Current genome sequencing is majorly focused on agriculturally and economically important plant species and their wild relatives. As further reduced the costs of genome sequencing and assembling, other environmentally important and endangered species will become the new targets for whole genome sequencing. Quick development of the entire world, particularly due to industrialization and its associated global issues, such as global warming and emerging environmental pollutants, is threatening our earth, which further negatively contribute to the biodiversity and sustainable development. How to rescue the endangered species is becoming a big challenge for our entire community. At least, from genome sequencing aspect, we can fully sequence these endangered plant species and store their genetic information that is necessary for the future artificial intelligence (AI) technology to recover these species.

More research will focus on the temporal and spatial structures and functions of genomes as well as the comparison of multiple genomes in same species and across different species (pan-genome sequencing). These studies will further allow us to understand the fine structures, including 3D structures and the relationship between structures and functions and elucidate how DNA structure changes, even fine change (such as DNA methylation), impact gene function and response to different environment changes (eco-genomics and environmental genomics).

Genome sequencing is opening a new window and field for better usage of plants for our human and environmentally sustainable development. The decoded genetic information provides new targets for improving crop yield, quality, and response to various environmental biotic and abiotic stresses as well as generating new secondary components, such as pharmaceutical drugs. Particularly with the newly developed genome editing tools, such as clustered regularly interspaced short palindromic repeats (CRISPR)/CRISPR-associated protein (Cas) (Jinek et al. 2012; Cheng et al. 2013; Cong et al. 2013), it is easier for our human beings to operate an individual genome sequence at a more precise way for various economic and health purposes. Based on the genome sequencing information, by using various versatile CRISPR tools (Jogam et al. 2022; Li et al. 2022a), scientists already precisely targeted on certain genes for improving crops (Li et al. 2021, 2022b; Zhang et al. 2021) and gene therapy (Zhang 2021).

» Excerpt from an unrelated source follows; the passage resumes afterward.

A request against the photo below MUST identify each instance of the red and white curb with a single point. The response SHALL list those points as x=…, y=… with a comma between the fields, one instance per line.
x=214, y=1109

As rapid development of deep sequencing techniques and associated computational programming as well as the decreased cost of these techniques, we believe plant genome sequencing and assembling are stepping into its golden age. Genome sequencing will further facilitate the genome biotechnology and its application in agriculture, environment, and pharmaceuticals as well as industry for the world’s food and health safety and security as well as sustainable development.